Aftring R P, Block K P, Buse M G
Am J Physiol. 1986 May;250(5 Pt 1):E599-604. doi: 10.1152/ajpendo.1986.250.5.E599.
The response of rat skeletal muscle branched-chain alpha-keto acid dehydrogenase to administration of branched-chain amino acids in vivo was determined using a soluble preparation of the enzyme. After detergent extraction of the complex in the presence of kinase and phosphatase inhibitors, initial in vivo activity was typically 1 nmol X min-1 X g muscle-1, with 0.1 mM alpha-[1-14C]ketoisocaproate as substrate. Total activity of the dephosphorylated complex, measured after preincubation with 15 mM Mg2+, typically reached a maximum of 29 nmol X min-1 X g-1. Thus in overnight-fasted rats the complex was 2-3% active. Initial activity increased three- to fivefold after leucine or isoleucine (at higher concentrations) but not valine administration in vivo. After intravenous leucine injection (0.25 mmol/kg) initial muscle enzyme activity increased rapidly and subsequently decreased, paralleling plasma leucine concentrations, while plasma valine and isoleucine decreased.
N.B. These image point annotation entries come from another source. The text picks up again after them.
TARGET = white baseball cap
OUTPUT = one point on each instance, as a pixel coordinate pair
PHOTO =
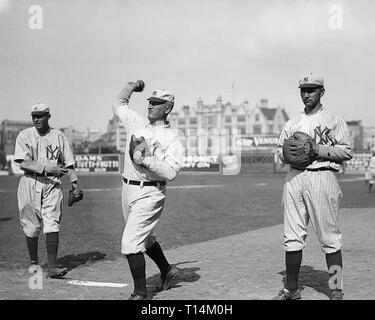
(311, 81)
(161, 95)
(39, 108)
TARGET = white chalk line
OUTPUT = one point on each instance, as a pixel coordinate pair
(97, 284)
(351, 179)
(198, 186)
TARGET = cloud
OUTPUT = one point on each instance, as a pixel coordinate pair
(4, 6)
(304, 24)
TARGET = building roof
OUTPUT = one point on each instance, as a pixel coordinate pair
(16, 122)
(285, 115)
(269, 113)
(354, 122)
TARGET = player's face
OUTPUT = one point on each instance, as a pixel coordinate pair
(40, 121)
(311, 96)
(157, 111)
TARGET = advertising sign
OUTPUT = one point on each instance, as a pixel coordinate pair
(97, 163)
(209, 163)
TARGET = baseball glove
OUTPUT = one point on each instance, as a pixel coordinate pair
(75, 195)
(299, 150)
(138, 149)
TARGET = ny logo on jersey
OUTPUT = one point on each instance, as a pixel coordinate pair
(54, 153)
(321, 134)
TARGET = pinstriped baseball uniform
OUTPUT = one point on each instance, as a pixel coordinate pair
(143, 205)
(314, 194)
(40, 197)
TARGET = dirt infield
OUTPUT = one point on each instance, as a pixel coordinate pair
(223, 233)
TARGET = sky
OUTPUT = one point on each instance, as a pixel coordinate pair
(76, 55)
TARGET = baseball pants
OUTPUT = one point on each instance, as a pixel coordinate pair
(315, 196)
(39, 200)
(142, 207)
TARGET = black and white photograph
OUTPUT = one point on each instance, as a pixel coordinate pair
(191, 153)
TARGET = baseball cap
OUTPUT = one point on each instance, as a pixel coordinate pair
(311, 81)
(161, 95)
(39, 108)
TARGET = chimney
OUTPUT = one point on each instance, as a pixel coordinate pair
(185, 109)
(219, 100)
(199, 103)
(264, 103)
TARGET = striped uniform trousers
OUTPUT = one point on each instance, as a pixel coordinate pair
(311, 196)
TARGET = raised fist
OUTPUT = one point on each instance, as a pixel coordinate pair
(139, 86)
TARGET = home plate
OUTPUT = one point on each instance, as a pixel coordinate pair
(97, 284)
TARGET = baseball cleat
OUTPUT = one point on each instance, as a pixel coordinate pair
(56, 273)
(336, 295)
(285, 294)
(135, 296)
(172, 274)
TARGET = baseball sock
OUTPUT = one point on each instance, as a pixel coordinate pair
(137, 266)
(155, 252)
(335, 259)
(32, 247)
(293, 261)
(52, 244)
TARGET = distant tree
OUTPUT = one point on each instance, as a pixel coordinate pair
(3, 157)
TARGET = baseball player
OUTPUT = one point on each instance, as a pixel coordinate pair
(45, 155)
(313, 193)
(370, 172)
(152, 157)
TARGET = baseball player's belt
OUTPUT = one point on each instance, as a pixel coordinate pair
(316, 169)
(36, 174)
(144, 183)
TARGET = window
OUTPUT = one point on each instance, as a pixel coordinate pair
(257, 129)
(241, 118)
(210, 120)
(242, 130)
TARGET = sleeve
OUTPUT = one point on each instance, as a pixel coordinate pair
(169, 167)
(285, 134)
(67, 152)
(341, 148)
(22, 149)
(128, 118)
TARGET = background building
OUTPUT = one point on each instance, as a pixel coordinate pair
(369, 138)
(356, 130)
(9, 129)
(208, 128)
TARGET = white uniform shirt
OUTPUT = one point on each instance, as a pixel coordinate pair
(52, 148)
(329, 131)
(163, 142)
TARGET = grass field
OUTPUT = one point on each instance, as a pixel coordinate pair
(198, 208)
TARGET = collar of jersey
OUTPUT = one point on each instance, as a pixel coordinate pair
(166, 125)
(313, 112)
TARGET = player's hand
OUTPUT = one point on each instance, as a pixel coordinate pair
(57, 171)
(130, 87)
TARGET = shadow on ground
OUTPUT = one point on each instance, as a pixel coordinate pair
(312, 278)
(186, 275)
(72, 261)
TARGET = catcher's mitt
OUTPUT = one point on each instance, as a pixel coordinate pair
(75, 195)
(138, 149)
(299, 150)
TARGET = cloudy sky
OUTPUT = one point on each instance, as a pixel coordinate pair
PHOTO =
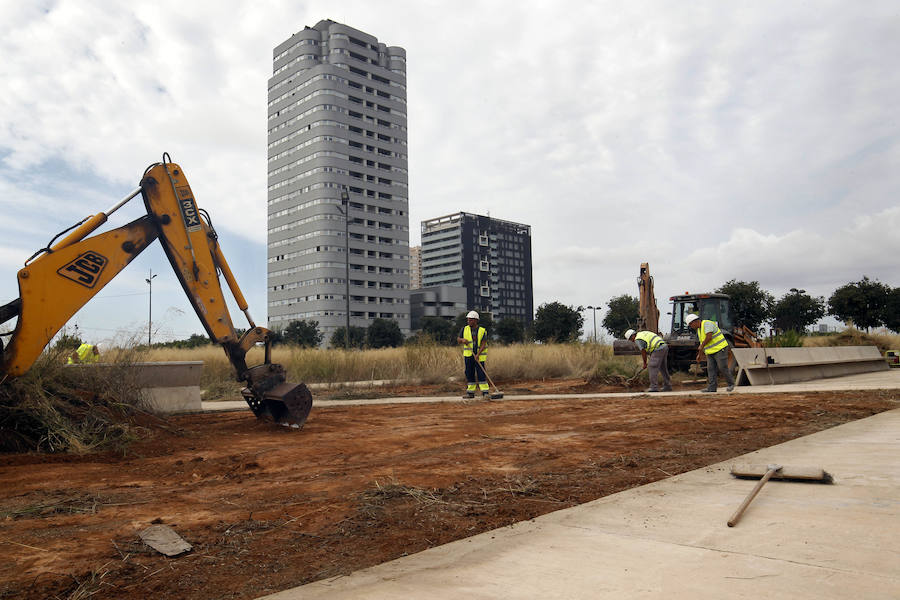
(757, 141)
In conclusion, muscle branched-chain alpha-keto acid dehydrogenase complex is rapidly activated when circulating leucine is increased to concentrations that may occur after meals. During hyperleucinemia accelerated valine and isoleucine degradation by muscle may account for the observed "antagonism" among the branched-chain amino acids.
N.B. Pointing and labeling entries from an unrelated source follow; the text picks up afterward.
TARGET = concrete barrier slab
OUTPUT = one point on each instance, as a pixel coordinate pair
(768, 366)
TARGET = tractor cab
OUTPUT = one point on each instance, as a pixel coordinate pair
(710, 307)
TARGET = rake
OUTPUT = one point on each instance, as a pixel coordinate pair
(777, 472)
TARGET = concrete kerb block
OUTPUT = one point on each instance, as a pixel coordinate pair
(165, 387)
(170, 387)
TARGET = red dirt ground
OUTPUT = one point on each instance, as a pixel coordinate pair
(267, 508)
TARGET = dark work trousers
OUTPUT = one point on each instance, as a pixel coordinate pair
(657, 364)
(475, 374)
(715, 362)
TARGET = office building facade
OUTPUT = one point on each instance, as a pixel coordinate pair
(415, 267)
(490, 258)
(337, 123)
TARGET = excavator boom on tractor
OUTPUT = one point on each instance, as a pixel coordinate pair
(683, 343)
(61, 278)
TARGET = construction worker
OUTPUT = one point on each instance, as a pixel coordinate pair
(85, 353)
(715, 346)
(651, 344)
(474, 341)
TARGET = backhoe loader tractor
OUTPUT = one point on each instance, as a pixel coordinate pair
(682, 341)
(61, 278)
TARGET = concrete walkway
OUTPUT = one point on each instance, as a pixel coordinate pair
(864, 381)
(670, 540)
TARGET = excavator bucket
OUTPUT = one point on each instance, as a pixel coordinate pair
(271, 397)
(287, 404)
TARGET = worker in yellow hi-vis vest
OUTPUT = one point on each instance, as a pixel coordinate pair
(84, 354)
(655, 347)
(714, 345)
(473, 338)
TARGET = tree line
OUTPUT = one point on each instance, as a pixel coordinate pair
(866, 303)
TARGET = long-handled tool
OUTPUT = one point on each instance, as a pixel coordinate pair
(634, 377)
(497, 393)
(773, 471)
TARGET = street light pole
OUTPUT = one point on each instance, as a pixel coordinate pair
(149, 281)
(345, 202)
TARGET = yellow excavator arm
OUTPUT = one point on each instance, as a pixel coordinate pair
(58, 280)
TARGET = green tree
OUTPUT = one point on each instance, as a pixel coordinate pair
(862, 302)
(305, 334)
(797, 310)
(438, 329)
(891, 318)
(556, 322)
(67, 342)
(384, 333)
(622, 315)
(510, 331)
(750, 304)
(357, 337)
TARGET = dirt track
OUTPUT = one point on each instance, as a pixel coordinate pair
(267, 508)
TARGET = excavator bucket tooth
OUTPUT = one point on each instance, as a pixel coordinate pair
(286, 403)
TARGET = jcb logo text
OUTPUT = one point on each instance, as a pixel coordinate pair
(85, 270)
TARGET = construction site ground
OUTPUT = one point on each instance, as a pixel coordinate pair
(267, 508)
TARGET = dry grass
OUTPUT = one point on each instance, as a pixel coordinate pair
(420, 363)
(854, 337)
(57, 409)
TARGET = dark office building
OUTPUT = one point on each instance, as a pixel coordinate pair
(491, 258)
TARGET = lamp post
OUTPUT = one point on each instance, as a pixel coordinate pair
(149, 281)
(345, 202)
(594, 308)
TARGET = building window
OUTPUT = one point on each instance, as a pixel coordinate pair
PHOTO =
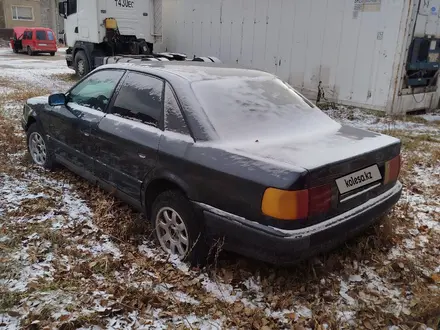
(21, 13)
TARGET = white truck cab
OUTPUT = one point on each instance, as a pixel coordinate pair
(98, 32)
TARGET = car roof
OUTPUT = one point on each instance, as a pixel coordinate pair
(191, 71)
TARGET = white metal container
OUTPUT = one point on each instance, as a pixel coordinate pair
(356, 48)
利用该酶的可溶性制剂,测定了大鼠骨骼肌支链α-酮酸脱氢酶在体内对支链氨基酸给药的反应。在激酶和磷酸酶抑制剂存在的情况下,用去污剂提取复合物后,以0.1 mMα-[1-14C]酮异己酸为底物时,体内初始活性通常为1 nmol·min-1·g肌肉-1。用15 mM Mg2+预孵育后测得的去磷酸化复合物的总活性,通常最高可达29 nmol·min-1·g-1。因此,在禁食过夜的大鼠中,该复合物的活性为2%-3%。在体内给予亮氨酸或异亮氨酸(较高浓度)而非缬氨酸后,初始活性增加了三到五倍。静脉注射亮氨酸(0.25 mmol/kg)后,肌肉酶的初始活性迅速增加,随后下降,与血浆亮氨酸浓度平行,而血浆缬氨酸和异亮氨酸浓度下降。总之,当循环亮氨酸增加到餐后可能出现的浓度时,肌肉支链α-酮酸脱氢酶复合物会迅速被激活。在高亮氨酸血症期间,肌肉加速缬氨酸和异亮氨酸的降解可能是观察到的支链氨基酸之间“拮抗作用”的原因。